本文档对RunOptions的参数定义及使用进行说明，tensorflow版本为1.12。

1.RunOptions参数

RunOptions提供配置参数，供SessionRun调用时使用，包括：

TraceLevel：
timeout_in_ms: op超时等待时间，单位为ms
inter_op_thread_pool: 创建session时如果配置了session_inter_op_thread_pool参数，当前参数指定需要使用的线程池。注释中有说明，如果配置为-1，使用调用者的线程，适用于比较简单的图执行，避免线程切换的开销，注意此处存在版本差异，tf1.10之前的版本，如果配置为-1会报InvalidArgument的错。
output_partition_graphs：布尔型变量，标记当前子图执行结果是否需要输出至MetaData。
debug_options ： debug相关参数。
report_tensor_allocations_upon_oom：当allocator发生OOM时，Error信息中包含tensor allocation的信息，使能后会导致Session::Run执行变慢。
experimental: 相关参数不稳定，不同版本使用时需要注意兼容性问题。RunOptions中两个实验参数至tensorflow 2.1依然有效。其中use_run_handler_pool推荐在CPU负载较大的场景比如inference中使用，达到session间线程池集中调度、降低延时的作用。

message RunOptions {
  enum TraceLevel {
    NO_TRACE = 0;
    SOFTWARE_TRACE = 1;
    HARDWARE_TRACE = 2;
    FULL_TRACE = 3;
  }
  TraceLevel trace_level = 1;

  int64 timeout_in_ms = 2;

  int32 inter_op_thread_pool = 3;

  bool output_partition_graphs = 5;

  DebugOptions debug_options = 6;

  bool report_tensor_allocations_upon_oom = 7;

  message Experimental {
    int64 collective_graph_key = 1;
    bool use_run_handler_pool = 2;
  };
  Experimental experimental = 8;

  reserved 4;
}

2. RunMetaData参数

RunMetaData与RunOptions中参数一样，定义在config.proto中。通常，配合RunOptions相关配置收集执行过程中的跟踪信息，包括延时、内存开销等。

message RunMetadata {
  StepStats step_stats = 1;
  CostGraphDef cost_graph = 2;
  repeated GraphDef partition_graphs = 3;
}

3. 源码解析

session.h中定义了session.Run（）的API，其中支持RunOptions作为参数输入的API如下所示：

 virtual Status Run(const RunOptions& run_options,
                     const std::vector<std::pair<string, Tensor> >& inputs,
                     const std::vector<string>& output_tensor_names,
                     const std::vector<string>& target_node_names,
                     std::vector<Tensor>* outputs, RunMetadata* run_metadata);

本节主要关注inter_op_thread_pool 及use_run_handler_pool 两个参数相关的源码：

3.1 inter_op_thread_pool参数

在前序介绍NewSession流程的文档中，了解到创建的thread_pool保存在了vector thread_pools_中。

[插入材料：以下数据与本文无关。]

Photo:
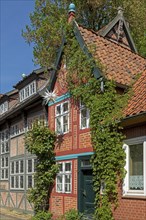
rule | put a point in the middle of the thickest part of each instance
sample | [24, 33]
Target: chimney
[71, 12]
[120, 11]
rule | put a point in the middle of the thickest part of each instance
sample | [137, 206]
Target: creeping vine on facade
[105, 106]
[40, 141]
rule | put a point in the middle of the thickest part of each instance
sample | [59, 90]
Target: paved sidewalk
[7, 214]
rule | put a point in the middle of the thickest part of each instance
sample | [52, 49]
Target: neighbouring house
[73, 187]
[19, 108]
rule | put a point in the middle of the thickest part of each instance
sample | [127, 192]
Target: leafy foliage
[41, 141]
[49, 22]
[105, 108]
[42, 216]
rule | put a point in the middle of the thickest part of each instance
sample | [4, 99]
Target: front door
[86, 193]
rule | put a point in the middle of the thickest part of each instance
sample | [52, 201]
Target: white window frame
[30, 174]
[40, 119]
[127, 143]
[83, 107]
[4, 142]
[17, 175]
[61, 116]
[63, 174]
[3, 107]
[17, 129]
[27, 91]
[4, 167]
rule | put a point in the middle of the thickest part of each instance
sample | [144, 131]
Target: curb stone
[13, 213]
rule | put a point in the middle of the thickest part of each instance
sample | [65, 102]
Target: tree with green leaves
[40, 141]
[49, 21]
[48, 26]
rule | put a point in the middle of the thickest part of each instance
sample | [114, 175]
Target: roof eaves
[106, 30]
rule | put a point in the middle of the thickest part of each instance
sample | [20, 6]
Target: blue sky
[16, 56]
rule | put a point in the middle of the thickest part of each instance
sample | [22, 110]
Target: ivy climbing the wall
[40, 141]
[105, 104]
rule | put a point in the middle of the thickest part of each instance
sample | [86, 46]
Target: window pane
[12, 181]
[58, 110]
[6, 164]
[60, 167]
[65, 107]
[7, 146]
[17, 166]
[12, 167]
[17, 182]
[136, 180]
[35, 165]
[65, 123]
[21, 166]
[29, 184]
[29, 166]
[3, 163]
[6, 173]
[21, 181]
[3, 174]
[58, 124]
[59, 183]
[3, 147]
[67, 167]
[67, 183]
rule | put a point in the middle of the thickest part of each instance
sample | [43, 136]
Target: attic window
[3, 108]
[27, 91]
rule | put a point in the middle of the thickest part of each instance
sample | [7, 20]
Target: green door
[86, 193]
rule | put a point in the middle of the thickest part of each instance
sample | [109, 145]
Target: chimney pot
[72, 8]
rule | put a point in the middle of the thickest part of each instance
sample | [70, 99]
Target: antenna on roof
[71, 12]
[23, 75]
[120, 11]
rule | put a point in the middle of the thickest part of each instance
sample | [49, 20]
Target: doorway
[86, 193]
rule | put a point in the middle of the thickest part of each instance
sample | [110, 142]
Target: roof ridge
[96, 33]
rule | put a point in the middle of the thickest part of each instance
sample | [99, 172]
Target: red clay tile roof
[120, 63]
[137, 103]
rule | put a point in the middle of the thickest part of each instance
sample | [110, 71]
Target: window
[31, 163]
[4, 167]
[62, 118]
[84, 116]
[17, 129]
[135, 181]
[27, 91]
[3, 107]
[40, 119]
[17, 174]
[4, 141]
[64, 178]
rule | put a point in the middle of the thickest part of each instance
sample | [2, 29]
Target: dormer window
[27, 91]
[3, 107]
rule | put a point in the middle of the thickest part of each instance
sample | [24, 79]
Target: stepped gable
[121, 64]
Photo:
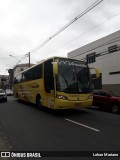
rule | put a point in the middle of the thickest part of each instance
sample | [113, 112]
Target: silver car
[3, 95]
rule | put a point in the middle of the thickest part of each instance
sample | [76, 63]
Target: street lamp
[14, 57]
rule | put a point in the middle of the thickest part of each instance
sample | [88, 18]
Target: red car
[107, 100]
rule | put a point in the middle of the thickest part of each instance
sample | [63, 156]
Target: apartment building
[104, 54]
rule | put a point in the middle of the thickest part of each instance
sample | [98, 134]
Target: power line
[96, 26]
[67, 25]
[64, 27]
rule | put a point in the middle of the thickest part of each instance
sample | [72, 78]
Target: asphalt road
[29, 129]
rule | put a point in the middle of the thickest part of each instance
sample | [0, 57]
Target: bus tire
[38, 102]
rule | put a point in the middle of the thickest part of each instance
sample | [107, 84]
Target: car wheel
[115, 108]
[38, 103]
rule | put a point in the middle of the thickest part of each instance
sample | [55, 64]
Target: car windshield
[1, 91]
[73, 77]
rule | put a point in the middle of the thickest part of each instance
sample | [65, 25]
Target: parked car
[107, 100]
[3, 95]
[9, 92]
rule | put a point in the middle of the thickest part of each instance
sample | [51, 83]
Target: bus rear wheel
[38, 102]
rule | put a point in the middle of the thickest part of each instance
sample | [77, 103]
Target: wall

  std::vector<std::pair<thread::ThreadPool*, bool>> thread_pools_;

在调用Session::Run时，会先进行参数检查，inter_op_thread_pool应该小于thread_pools_.size()，否则会报错。

if (run_options.inter_op_thread_pool() < -1 ||
      run_options.inter_op_thread_pool() >=
          static_cast<int32>(thread_pools_.size())) {
    run_state.executors_done.Notify();
    delete barrier;
    return errors::InvalidArgument("Invalid inter_op_thread_pool: ",
                                   run_options.inter_op_thread_pool());
  }

对于合法参数，tensorflow采用指定的线程池完成后续的计算。
tensorflow1.12中开始允许inter_op_thread_pool=-1,此时采用主线程完成计算。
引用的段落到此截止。